WASHINGTON (Army News Service) -- The Army's top leaders have announced that the Army will pause expected cuts to Family, Morale Welfare and Recreation programs and Army Community Services pending a holistic review.

Secretary of the Army Eric K. Fanning gave the news to a group of spouses at the third Family Forum of the Association of the United States Army's Annual Meeting and Exposition Oct. 5. He and Chief of Staff of the Army Gen. Mark A. Milley, together with other leaders, will review the proposed cuts to ensure the needs of the Army, Soldiers and families are being met, Fanning said.

"We wanted to get your input on it and make sure we're in sync with the Department of Defense, the secretary of defense and congressional intent," Fanning said. "There are a couple of issues baked into that. The first is how much we spend and … a review of that. The second is giving garrison commanders some flexibility in how they spend those funds. It's generally our intent to give commanders flexibility wherever we can and authority to make decisions on a more local level."

The needs of families overseas or at an isolated post like Fort Irwin, California -- which is in the middle of the Mojave Desert and hosts the National Training Center -- are quite different than, say, Colorado Springs, Colorado, which has many local amenities, Sgt. Maj. of the Army Daniel Dailey pointed out.

In fact, he said, "It would be irresponsible for me … to say what's right for family members at the National Training Center or in Colorado Springs or in the great place of Fort Hood, Texas. I think that the families and the senior mission commanders and the garrison commanders are the ones that have to do that."

"We do absolutely take into consideration the locations, the geographic locations of a given installation and what services are available in the local communities," agreed Milley. "So, [Fort] Irwin, austere environment, great post, but most of the services at Irwin have to be on Irwin.

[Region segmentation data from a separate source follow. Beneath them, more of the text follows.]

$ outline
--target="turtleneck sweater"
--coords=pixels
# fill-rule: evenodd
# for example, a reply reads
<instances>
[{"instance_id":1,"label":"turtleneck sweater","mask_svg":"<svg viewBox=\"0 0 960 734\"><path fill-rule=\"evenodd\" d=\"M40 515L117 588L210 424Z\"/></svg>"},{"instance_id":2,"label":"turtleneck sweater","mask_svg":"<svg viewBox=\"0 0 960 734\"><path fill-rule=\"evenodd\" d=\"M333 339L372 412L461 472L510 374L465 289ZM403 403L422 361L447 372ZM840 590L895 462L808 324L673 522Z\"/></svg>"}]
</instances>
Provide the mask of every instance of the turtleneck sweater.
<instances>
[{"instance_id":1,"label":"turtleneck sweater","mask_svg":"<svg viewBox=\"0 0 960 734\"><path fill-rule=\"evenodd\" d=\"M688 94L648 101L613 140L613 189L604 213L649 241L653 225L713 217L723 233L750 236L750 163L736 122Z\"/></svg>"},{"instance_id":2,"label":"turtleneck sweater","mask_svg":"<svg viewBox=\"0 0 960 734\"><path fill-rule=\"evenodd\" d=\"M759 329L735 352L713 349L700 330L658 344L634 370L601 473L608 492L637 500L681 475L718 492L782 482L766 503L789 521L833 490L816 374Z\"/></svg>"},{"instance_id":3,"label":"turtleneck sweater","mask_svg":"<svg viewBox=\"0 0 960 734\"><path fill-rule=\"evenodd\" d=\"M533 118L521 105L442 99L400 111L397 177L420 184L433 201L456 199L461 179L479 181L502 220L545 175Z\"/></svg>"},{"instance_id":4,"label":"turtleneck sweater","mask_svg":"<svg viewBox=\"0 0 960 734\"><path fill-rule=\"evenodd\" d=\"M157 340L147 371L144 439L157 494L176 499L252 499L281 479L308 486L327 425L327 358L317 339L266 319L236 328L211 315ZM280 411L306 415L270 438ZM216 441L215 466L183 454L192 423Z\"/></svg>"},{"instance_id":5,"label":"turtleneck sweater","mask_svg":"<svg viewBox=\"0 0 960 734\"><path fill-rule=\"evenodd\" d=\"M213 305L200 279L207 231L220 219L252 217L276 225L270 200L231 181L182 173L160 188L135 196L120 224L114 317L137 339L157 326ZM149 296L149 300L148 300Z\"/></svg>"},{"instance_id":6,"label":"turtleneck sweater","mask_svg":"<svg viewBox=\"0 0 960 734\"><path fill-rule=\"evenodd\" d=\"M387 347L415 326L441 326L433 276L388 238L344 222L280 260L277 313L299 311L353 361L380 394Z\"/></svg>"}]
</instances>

You can't access or do outreach to a local community."

Army leaders want to get those decisions right, he continued. Milley believes caring for families is crucial for readiness. A Soldier can't deploy and fulfill his mission well if he's also worried about his family at home. A major component of that is child care.

Fanning said he has asked about child care more than anything else. He has ordered a review and expects a report this month. While the Army already offers high-quality, reliable child care, he admits it can do better. Soldiers and their families often need extended child care hours to complete their missions.

"[The plan is to give] commanders flexibility to extend [child care hours] further in response to whatever needs the garrison might have," Fanning said. "We've piloted those in a couple of places this year. ... I hear you that this is an important concern. We're committed to making sure that you have access to good, quality child care."

As one audience member in the forum pointed out, Guard and Reserve Soldiers often need child care during their drill weekends and training missions. The Army is working on that, said Dailey, but there won't be an easy solution.

"[It's] very difficult," Dailey explained, "if you can understand the complexity of hometown America and how dispersed these Guard and Reserve forces are. You can't send them around necessarily to Guard and Reserve centers either, because Soldiers are further dispersed."

"I think it's a unique situation and a unique solution for each community we work in," Dailey continued, "and we're going to rely heavily on the leadership within the Guard and Reserve to find that solution."

(Editor's note: During Monday's family form, Army Community Services demonstrated a new, online, one-stop-shop for requesting child care: Militarychildcare.com.)